Curcumin is used worldwide in different forms for anti-inflammatory, anticancer, antiviral, antioxidant properties among many other health benefits, scientifically proven in clinical research:

Anti-inflammatory

Curcumin is a natural anti-inflammatory agent that can interact with a wide range of molecular targets involved in inflammation. Research shows that Curcumin is a highly pleiotropic molecule that decreases inflammation by interacting with a variety of inflammatory processes. It has shown to not only regulate the expression of inflammatory cytokines such as TNF-, IKK kinase, IL-6, and IL-8 (Kim et al., 2011), but it also increases the activity of numerous antioxidant enzymes such as catalase, superoxide dismutase, and glutathione peroxide (Henrotin et al., 2010). It has been shown to possess excellent free radical scavenging properties (Sreejayan & Rao, 1997; Ak & Gülçin, 2008.

Anticancer

Curcumin's chemotherapeutic potential has been extensively studied, and it has demonstrated significant anticancer effects against a variety of cancers, including prostate cancer, breast cancer, colorectal cancer, pancreatic cancer, and head and neck cancer. The tumorigenesis of the skin, oral cavity, mammary gland, oesophagus, stomach, intestine, colon, lung, and liver have been shown to be suppressed by curcumin (Huang et al., 1988; Kuttan et al., 1985, 1987; Ushida et al., 2000). Curcumin has also been shown in in-vitro and in-vivo studies to prevent carcinogenesis by influencing two primary processes: angiogenesis and tumour growth (Lutgendorf et al., 2007) .

Anti-viral activity

Curcumin as a plant derivative that has been shown to have antiviral activity against a variety of viruses, including papillomavirus, influenza virus, Hepatitis B virus, Hepatitis C virus, adenovirus, coxsackie virus, Human norovirus, Respiratory syncytial virus, and Herpes simplex 1. (Rathore et al., 2022). The most recent study is on the therapeutic potential of curcumin against COVID-19 (Zapanta et al., 2022).

Anti-oxidant

Curcumin has been shown to improve systemic markers of oxidative stress.

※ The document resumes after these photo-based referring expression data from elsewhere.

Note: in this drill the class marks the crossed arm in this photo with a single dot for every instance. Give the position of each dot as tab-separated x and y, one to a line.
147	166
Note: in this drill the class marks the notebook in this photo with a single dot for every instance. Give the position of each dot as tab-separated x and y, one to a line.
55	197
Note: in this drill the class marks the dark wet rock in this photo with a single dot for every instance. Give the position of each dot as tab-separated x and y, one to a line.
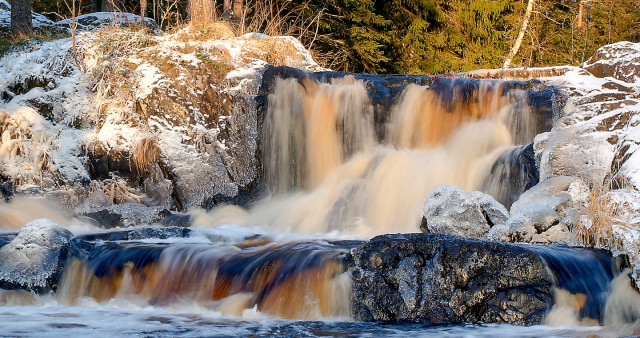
436	278
176	220
98	20
104	163
137	234
620	60
451	210
35	258
106	219
6	239
513	173
384	91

It can modulate the activity of GSH, catalase, and SOD enzymes active in the neutralization of free radicals (Sahebkar et al., 2015). It can scavenge different forms of free radicals, such as reactive oxygen and nitrogen species (ROS and RNS, respectively) also, it can inhibit ROS-generating enzymes such as lipoxygenase/cyclooxygenase and xanthine hydrogenase/oxidase (Menon & Sudheer, 2007). In addition, curcumin is a lipophilic compound, which makes it an efficient scavenger of peroxyl radicals (Priyadarsini et al., 2003).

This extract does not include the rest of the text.